My primary job function is outside sales building relationships with realtors.  Some realtors will lease the property for their clients and out of my hundreds of agent partners only 2 do even close to as good of a job as a PM company, and both have been doing it for 15+ years.  But almost every realtor who does provides a level of service much lower than a PM because they do not:

- Properly document the condition of the property before tenants move in, which hurts the owner on the back end when there are damages.
- Market the property as well as a PM company, which increases vacancy periods and costs the owner money.

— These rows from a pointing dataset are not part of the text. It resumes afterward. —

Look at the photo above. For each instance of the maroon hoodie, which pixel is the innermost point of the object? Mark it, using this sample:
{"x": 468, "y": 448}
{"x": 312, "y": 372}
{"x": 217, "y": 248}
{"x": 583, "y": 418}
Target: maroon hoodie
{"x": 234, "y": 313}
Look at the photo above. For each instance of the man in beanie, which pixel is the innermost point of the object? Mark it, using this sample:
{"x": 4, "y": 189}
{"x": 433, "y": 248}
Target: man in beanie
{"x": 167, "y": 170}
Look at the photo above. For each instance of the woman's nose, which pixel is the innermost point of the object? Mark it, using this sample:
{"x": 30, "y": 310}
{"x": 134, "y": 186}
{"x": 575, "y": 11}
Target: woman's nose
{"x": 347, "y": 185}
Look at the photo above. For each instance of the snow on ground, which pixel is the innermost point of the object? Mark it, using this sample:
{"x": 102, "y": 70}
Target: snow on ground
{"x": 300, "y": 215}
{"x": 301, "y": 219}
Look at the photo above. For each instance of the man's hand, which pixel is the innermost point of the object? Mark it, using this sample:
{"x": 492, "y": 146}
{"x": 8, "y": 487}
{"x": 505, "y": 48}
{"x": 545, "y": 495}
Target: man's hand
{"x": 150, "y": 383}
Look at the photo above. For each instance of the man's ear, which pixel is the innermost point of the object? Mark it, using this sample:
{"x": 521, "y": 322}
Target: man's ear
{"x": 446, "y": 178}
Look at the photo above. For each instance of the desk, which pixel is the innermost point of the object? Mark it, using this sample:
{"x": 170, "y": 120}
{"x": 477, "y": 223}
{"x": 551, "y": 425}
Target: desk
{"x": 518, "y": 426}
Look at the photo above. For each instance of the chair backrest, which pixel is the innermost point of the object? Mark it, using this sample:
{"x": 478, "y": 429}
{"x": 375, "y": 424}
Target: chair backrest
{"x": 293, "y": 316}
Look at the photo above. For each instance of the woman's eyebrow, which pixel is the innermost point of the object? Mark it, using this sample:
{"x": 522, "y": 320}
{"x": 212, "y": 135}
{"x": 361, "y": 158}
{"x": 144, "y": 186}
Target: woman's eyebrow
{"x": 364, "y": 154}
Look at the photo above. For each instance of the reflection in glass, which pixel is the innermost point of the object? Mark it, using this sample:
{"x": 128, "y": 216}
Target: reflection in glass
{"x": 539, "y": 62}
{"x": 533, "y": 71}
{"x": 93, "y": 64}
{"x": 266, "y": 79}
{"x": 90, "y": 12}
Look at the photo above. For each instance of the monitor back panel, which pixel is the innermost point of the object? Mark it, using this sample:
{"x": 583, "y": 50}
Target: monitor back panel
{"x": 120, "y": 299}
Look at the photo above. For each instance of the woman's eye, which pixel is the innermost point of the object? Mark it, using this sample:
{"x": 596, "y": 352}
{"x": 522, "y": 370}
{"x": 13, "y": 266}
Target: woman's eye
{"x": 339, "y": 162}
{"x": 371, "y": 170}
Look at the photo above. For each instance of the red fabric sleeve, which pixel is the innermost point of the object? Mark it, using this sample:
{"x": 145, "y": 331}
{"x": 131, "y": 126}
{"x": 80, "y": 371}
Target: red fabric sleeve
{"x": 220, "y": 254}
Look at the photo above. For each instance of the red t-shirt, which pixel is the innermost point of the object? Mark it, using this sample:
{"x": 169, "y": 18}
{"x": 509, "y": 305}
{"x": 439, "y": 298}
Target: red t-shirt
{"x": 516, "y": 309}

- Properly / thoroughly screen the tenants, which increases the likelihood of a bad tenant and damages

Now, it can be done, but if you aren't even sure of what the industry costs are for PM services, I highly doubt you are currently skilled enough in the area to risk doing it. I would be very careful if you move forward and do it because anything that goes wrong is going to fall back on you and if you do not have a management agreement in place you could be opening yourself up to lawsuit if you fail to deliver on the expected services.